Поэтому властью, данной мне ее всемилостивейшим величеством королевой, я объявляю тебя, Генри Уайэтт, помилованным отныне и навсегда во всех преступлениях, за которые тебя осудили.
Под ногами Уайэтта так покачнулась палуба, словно на «Месть» обрушился ураган, но ему удалось глубоко вздохнуть и обрести свой голос.
— Ее величество и ваша светлость сделали меня… счастливейшим человеком в Англии.
Он повернулся, чтобы уйти, но вперед вышел Дрейк и возложил тяжелую руку на плечо своего рыжеволосого капитана. Для этого ему пришлось потянуться вверх — так велика была между ними разница в росте.
— Прежде чем ты уйдешь, внимания требует еще одно дело, капитан Уайэтт.
Дрейк вынул из ножен рапиру с эфесом, инкрустированным драгоценными камнями, и подал ее рукоятью вперед лорду Верховному адмиралу.
— На колени! — велел он и чуть ли не силой толкнул своего подчиненного в требуемое положение.
Смущенный до глубины души, Уайэтт услышал низкий и густой голос лорда Хоуарда. Он говорил:
— Пусть знают все, что ее величество королева удостоила меня высокой чести присваивать рыцарское звание тем джентльменам, коих я нахожу заслуживающими его. Хоть звание это и не наследственное, однако является высшей оценкой достоинств, проявленных на службе ее величества.
Клинок рапиры слегка коснулся плеча Уайэтта, потом словно из горних высей он услышал голос лорда Хоуарда, милостиво повелевающего:
— Встаньте, сэр Генри Уайэтт. Служите всегда королеве и в будущем так же, как в прошлом.
Первым, пожавшим руку новому дворянину с титулом «сэр», был вице-адмирал королевского флота сэр Френсис Дрейк.
Никто из живущих в Байдфорде не забыл тот великолепный октябрьский день, в который с крепким попутным зюйд-вестом в порт вошел галион «Коффин». Это был их корабль — особый вклад Байдфорда в ту славную победу, что навсегда разогнала тяжелые тучи мрачной угрозы рабства.
Возвращающийся восвояси кэч — одномачтовое рыболовное судно — заметил, как их любимый галион величественно проплыл вдоль берега со всеми флагами, реющими на ветру, и красным латинским крестом, горящим на белом марселе. Однако борта его были весьма заметно залатаны новыми досками, прибитыми поверх пробоин, оставленных ядрами вражеских пушек.
Впервые со дня того памятного визита к ним Френсиса Дрейка жители Байдфорда и его окрестностей густой толпой собрались на берегу, чтоб собственными глазами увидеть свой галион-победитель.

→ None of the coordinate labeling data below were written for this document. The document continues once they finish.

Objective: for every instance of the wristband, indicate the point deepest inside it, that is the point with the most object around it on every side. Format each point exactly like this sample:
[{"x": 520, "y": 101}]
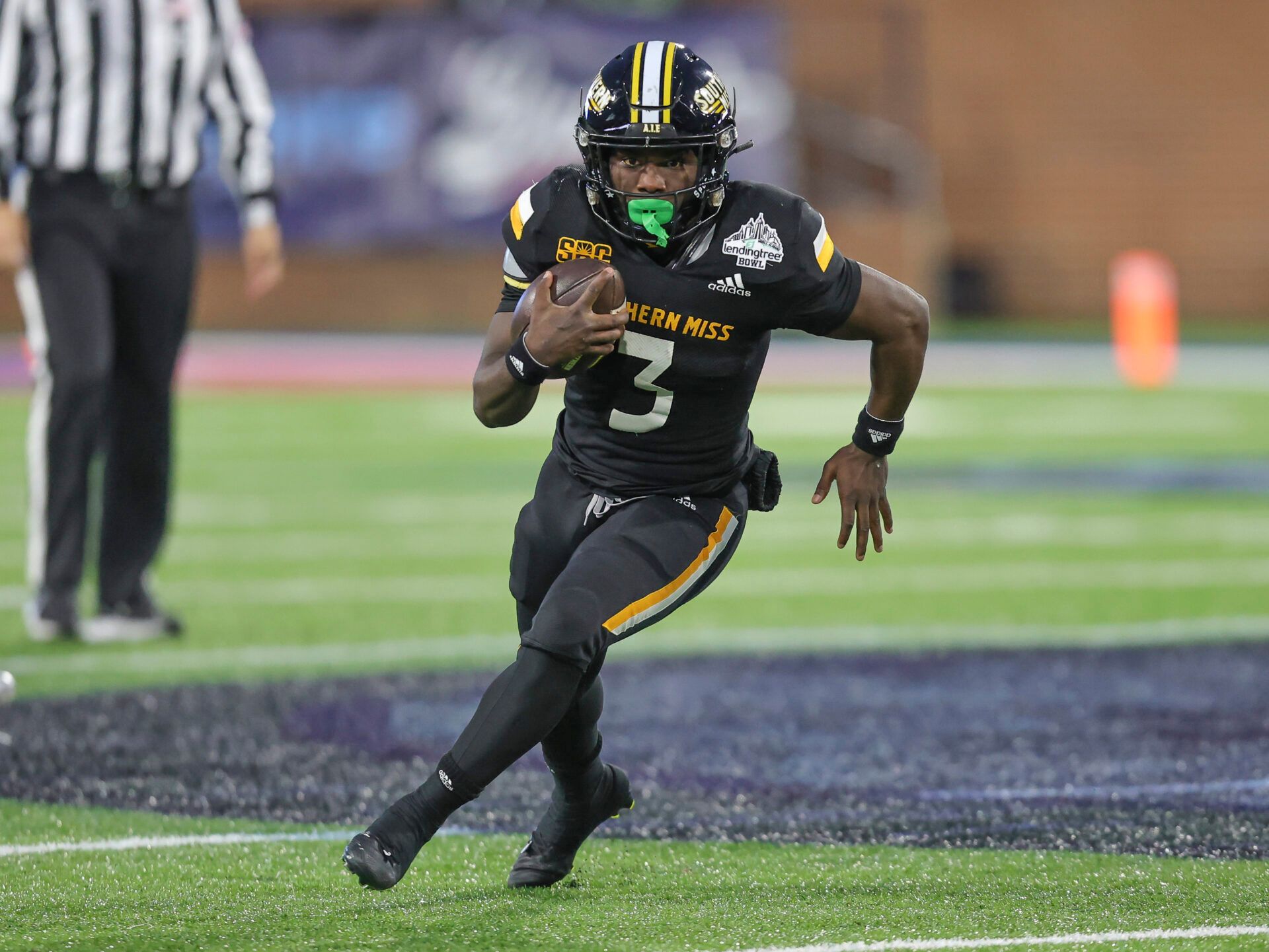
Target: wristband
[
  {"x": 876, "y": 437},
  {"x": 522, "y": 364}
]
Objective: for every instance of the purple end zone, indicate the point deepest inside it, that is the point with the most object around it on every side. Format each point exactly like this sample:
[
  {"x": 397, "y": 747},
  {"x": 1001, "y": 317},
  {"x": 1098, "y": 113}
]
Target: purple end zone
[{"x": 1157, "y": 751}]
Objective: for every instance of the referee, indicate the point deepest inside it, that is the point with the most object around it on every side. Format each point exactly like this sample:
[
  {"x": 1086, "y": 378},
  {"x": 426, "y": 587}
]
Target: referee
[{"x": 102, "y": 107}]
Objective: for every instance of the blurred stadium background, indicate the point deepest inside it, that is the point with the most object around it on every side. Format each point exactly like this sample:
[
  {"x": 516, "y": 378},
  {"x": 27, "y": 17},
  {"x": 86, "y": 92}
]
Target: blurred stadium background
[{"x": 340, "y": 511}]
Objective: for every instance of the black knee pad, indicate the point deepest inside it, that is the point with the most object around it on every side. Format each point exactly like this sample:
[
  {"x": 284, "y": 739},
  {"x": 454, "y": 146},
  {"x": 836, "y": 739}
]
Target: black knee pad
[{"x": 569, "y": 625}]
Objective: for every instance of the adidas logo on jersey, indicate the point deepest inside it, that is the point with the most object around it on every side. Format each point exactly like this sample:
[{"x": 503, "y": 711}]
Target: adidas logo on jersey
[{"x": 731, "y": 285}]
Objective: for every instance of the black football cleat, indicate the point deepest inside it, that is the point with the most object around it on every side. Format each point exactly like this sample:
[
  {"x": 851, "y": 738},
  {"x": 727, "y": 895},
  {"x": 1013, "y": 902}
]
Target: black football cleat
[
  {"x": 555, "y": 843},
  {"x": 373, "y": 863}
]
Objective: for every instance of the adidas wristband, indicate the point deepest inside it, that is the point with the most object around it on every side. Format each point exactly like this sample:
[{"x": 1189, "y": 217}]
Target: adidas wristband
[
  {"x": 523, "y": 367},
  {"x": 876, "y": 437}
]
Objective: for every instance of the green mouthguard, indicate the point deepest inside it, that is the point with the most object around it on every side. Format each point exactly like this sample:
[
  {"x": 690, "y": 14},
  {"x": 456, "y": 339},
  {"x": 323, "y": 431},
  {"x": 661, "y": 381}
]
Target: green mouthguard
[{"x": 652, "y": 213}]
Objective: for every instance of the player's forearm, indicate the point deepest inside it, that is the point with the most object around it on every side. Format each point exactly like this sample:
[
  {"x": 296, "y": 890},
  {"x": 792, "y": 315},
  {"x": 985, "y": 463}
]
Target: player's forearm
[
  {"x": 498, "y": 398},
  {"x": 898, "y": 359}
]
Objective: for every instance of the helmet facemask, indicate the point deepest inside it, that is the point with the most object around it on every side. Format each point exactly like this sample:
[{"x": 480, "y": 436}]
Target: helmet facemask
[{"x": 631, "y": 212}]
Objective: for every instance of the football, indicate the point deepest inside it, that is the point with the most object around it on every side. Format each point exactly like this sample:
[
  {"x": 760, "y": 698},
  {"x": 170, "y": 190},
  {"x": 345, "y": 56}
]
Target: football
[{"x": 571, "y": 281}]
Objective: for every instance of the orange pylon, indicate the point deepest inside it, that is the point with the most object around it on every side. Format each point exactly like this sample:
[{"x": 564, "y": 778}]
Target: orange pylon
[{"x": 1145, "y": 326}]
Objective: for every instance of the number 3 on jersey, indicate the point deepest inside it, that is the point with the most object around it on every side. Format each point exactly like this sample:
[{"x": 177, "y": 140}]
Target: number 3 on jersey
[{"x": 659, "y": 354}]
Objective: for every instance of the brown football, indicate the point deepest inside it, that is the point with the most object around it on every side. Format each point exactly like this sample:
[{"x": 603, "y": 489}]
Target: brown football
[{"x": 571, "y": 281}]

Жены, сестры, возлюбленные и даже младшие братья обнимали и целовали этих широколицых парней, которые спрыгивали через поручень галиона. Были здесь и те, что отворачивались в сторону и плакали, — те, кто видел, как мужчины их уходили, но не вернулись. Были и те, что рыдали, глядя на бледные лица больных и раненых, которым помогали сойти на берег.
Все семейство почтенного Чарльза прибыло из Ильфракума, чтобы встретить его, — с ними был даже старый-престарый прадедушка, в молодости служивший церемониймейстером Генриха VIII и носивший геральдический, золотой парчи, щит короля. Они окружили кузена Хьюберта. Мужчины хлопали его по плечу, а дамы награждали горячими поцелуями.

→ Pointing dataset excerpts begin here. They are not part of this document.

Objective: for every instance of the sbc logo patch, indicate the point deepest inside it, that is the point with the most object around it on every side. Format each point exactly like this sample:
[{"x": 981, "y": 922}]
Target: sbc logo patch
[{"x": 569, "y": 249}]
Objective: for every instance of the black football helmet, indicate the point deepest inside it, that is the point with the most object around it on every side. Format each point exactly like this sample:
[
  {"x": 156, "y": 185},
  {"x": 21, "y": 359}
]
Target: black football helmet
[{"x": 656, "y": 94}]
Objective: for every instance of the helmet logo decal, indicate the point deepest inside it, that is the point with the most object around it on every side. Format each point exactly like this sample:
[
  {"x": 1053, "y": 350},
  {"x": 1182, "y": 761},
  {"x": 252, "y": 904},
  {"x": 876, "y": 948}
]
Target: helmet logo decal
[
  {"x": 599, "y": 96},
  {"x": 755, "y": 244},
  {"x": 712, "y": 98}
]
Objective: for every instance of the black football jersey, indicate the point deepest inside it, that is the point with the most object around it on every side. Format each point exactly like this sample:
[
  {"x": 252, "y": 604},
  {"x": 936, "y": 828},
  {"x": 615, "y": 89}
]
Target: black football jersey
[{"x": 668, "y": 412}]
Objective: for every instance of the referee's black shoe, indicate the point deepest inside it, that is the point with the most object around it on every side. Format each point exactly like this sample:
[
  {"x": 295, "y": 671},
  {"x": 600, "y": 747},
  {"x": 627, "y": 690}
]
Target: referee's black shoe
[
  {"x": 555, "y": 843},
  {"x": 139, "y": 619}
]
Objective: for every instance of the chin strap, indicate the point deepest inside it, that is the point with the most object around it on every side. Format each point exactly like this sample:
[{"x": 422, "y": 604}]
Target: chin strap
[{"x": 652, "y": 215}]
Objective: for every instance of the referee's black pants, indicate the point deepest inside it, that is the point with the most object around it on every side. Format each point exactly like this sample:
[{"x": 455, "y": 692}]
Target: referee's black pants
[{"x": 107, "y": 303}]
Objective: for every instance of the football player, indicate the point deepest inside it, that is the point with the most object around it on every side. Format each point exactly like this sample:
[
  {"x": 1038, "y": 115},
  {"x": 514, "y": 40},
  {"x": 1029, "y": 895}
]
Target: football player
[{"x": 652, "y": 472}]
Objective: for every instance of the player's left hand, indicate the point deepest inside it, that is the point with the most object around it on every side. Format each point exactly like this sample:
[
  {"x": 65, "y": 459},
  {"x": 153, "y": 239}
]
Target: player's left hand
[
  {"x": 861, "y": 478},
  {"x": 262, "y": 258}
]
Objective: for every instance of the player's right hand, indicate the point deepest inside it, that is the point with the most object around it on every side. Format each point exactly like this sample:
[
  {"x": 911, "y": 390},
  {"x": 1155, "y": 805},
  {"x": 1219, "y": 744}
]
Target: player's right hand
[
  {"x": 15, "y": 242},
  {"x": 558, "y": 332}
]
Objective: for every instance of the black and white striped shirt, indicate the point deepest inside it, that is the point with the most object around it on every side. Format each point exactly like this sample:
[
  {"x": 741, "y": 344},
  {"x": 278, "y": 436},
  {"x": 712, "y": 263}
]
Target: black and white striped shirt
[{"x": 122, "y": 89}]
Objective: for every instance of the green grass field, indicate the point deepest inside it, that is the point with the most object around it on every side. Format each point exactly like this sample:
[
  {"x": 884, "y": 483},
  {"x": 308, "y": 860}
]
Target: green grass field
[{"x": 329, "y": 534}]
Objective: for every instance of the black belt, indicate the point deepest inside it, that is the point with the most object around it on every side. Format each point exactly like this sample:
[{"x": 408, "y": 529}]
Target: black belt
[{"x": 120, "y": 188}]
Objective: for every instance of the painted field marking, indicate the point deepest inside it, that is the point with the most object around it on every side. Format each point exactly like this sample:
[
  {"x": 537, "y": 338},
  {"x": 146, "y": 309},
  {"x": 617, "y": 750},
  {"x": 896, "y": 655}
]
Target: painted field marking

Первым пассажиром, высадившимся с галиона «Коффин», был пожилой, прямо держащийся джентльмен в плоской шляпе на голове и черной довольно богатой одежде. Единственное его украшение, как разглядела толпа, заключалось в великолепном золотом воротнике филигранной работы, украшенном изумрудами и бриллиантами необыкновенной величины. Он с любопытством посмотрел на простенькие крыши и трубы Байдфорда, на оживленные склады, обрамляющие его гавань, и тихонько пробормотал:
— Вот все же, сердце, где твое место.
Снова взбудоражился Портледж-холл, и громко зазвучали причитания Розмари Коффин и Кэт Уайэтт, жалующихся, что не смогут поехать встречать мужей в город из-за слишком поздних сроков беременности. Но, вытерев глаза, они присоединились к тихому коротанию времени вместе с сэром Робертом, давно уже оповещенным курьером о крупном состоянии, завоеванном его сыном и наследником.
Не менее этого радовался старый ветеран той чрезвычайной чести, которой удостоился рыжеволосый Генри Уайэтт. Он поддразнивал даже Кэт, предлагая поучить ее тому, как должна вести себя жена дворянина, и наставить в разных формах изысканного обращения. Она с удовольствием терпела его добродушные подшучивания, а то, что Генри стал простым дворянином и сын его не унаследует это звание, совсем ее не печалило.